The left has been pushing for OTC birth control pills since the Supreme Court eliminated Roe v. Wade.

The right has been pushing for OTC birth control pills for years. You should know this.

The great thing about effective contraception is that it prevents pregnancy.

The not-so-great thing about effective contraception is that it empowers sexually predatory males (as does abortion).

Sexually predatory males leave a trail of deeply harmed women who become anti-male feminists.

The sexual revolution has been a disaster.

    CommoChief in reply to gibbie. | July 15, 2023 at 10:22 am

    The women who chose to chase after the ‘bad boy’ who ticks all her attraction boxes doesn’t lack agency. She made her choice(s), often repeatedly in a series of frivolous sexual encounters. These adult women could have chosen to date with the intention of marriage; only date men who are also marriage minded. They chose the ‘bad boy’ instead of the ‘nice guy’.

    What you are doing here, whether you realize it or not, is seeking to take accountability off the women who voluntarily made their poor choices and place all the blame onto men. It isn’t mens fault that most women choose to date/have sex with the ‘hot’ dude who has a bunch of other options for sexual conquest and chooses to exercise those options.
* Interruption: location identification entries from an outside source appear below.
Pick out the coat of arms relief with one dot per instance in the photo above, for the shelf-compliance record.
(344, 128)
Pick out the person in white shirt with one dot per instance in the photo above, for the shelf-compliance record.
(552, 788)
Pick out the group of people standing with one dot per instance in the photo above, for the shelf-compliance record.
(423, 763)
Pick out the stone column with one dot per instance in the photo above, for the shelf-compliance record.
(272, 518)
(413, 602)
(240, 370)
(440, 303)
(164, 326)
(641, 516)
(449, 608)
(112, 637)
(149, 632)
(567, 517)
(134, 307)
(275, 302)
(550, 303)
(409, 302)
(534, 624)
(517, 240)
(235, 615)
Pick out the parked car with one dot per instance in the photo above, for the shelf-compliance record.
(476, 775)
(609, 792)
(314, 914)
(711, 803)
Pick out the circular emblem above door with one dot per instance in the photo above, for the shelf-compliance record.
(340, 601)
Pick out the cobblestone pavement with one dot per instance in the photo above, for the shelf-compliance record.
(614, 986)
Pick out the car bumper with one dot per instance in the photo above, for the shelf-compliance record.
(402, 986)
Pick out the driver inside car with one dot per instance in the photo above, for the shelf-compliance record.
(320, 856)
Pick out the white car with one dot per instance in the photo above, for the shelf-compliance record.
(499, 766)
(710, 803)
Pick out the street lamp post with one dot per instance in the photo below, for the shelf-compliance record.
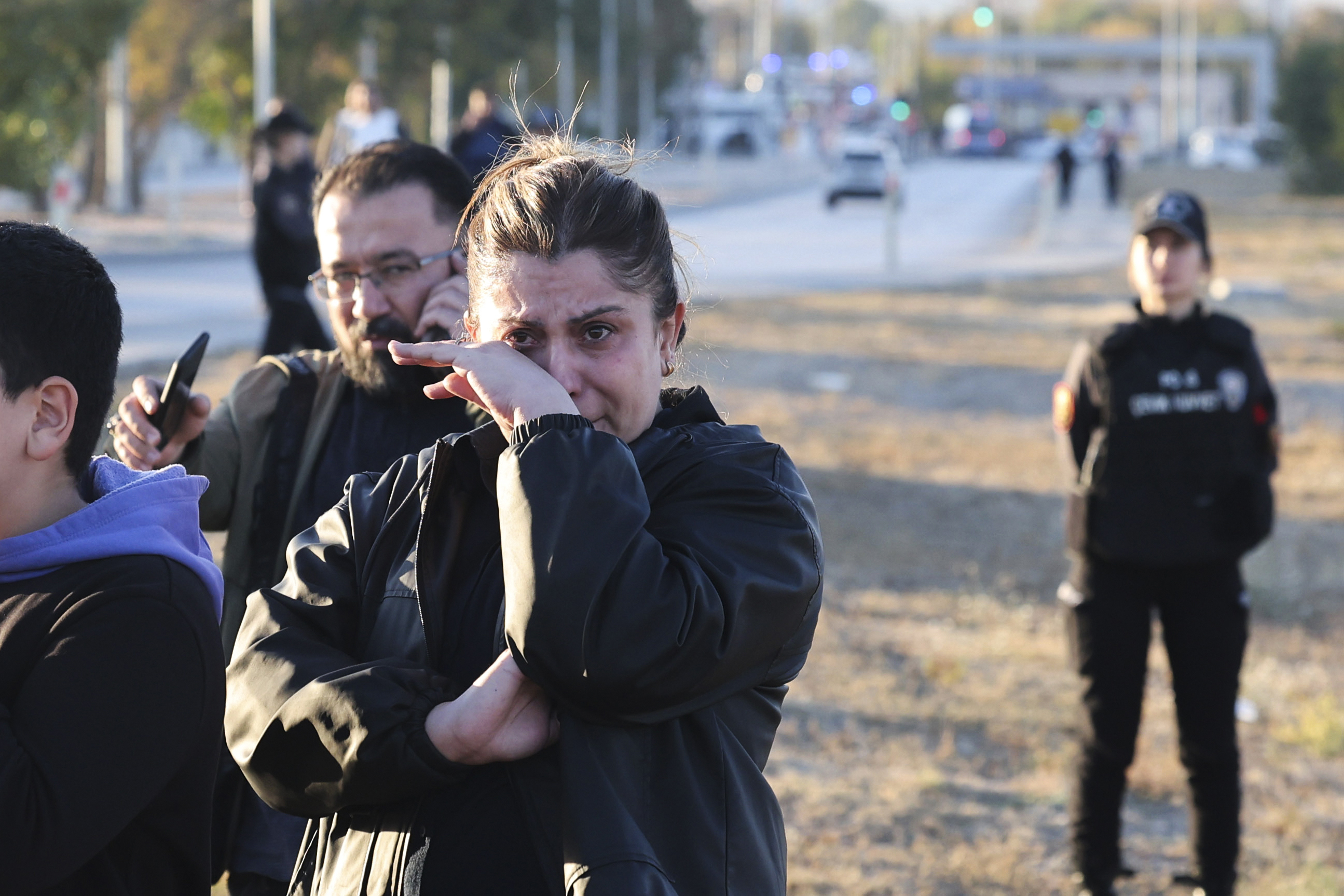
(264, 58)
(1188, 72)
(441, 92)
(565, 57)
(117, 158)
(611, 85)
(1170, 81)
(648, 90)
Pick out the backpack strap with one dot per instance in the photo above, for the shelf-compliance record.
(276, 489)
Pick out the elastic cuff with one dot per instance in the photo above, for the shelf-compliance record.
(564, 422)
(418, 738)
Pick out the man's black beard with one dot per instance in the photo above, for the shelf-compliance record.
(375, 371)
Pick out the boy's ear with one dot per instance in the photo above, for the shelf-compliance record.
(54, 404)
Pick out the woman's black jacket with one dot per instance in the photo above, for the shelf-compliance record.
(662, 593)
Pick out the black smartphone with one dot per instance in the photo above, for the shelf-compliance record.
(176, 393)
She could have chosen to date the nice, stable dude in accounting who wouldn’t cheat on her or treat her shabby but he was ‘boring’ so….

    I do agree about the disaster of the sexual revolution. It empowered women to seek recreational sex just as men have done for centuries. With the addition of social media, a pretty young woman in small town USA now gets likes and contacts from men the world over. Some hot rich guy in Miami offers to fly her into town and the nice guy next door neighbor whom she would have married fifty years ago pales in comparison to the guy from Miami.

    It’s created a situation where the top tier of men, top 15% in looks, height, finance, status are being competed for by the top 1/2 of women. Dating app stats demonstrate this. Women swipe right (select a man as a match) less than 10% of the time. Men swipe right 50% of the time.

    Bottom line is the top half of women are jumping into bed with the top 10% or so of men. That’s why roughly 1/3 of men age 18-30 is either a virgin or hasn’t had sex in the past year. Women have far more sexual agency than men and the sexual revolution has empowered them, encouraged even, to go out and act like the men they say they despise; the bad boys who hop from bed to bed.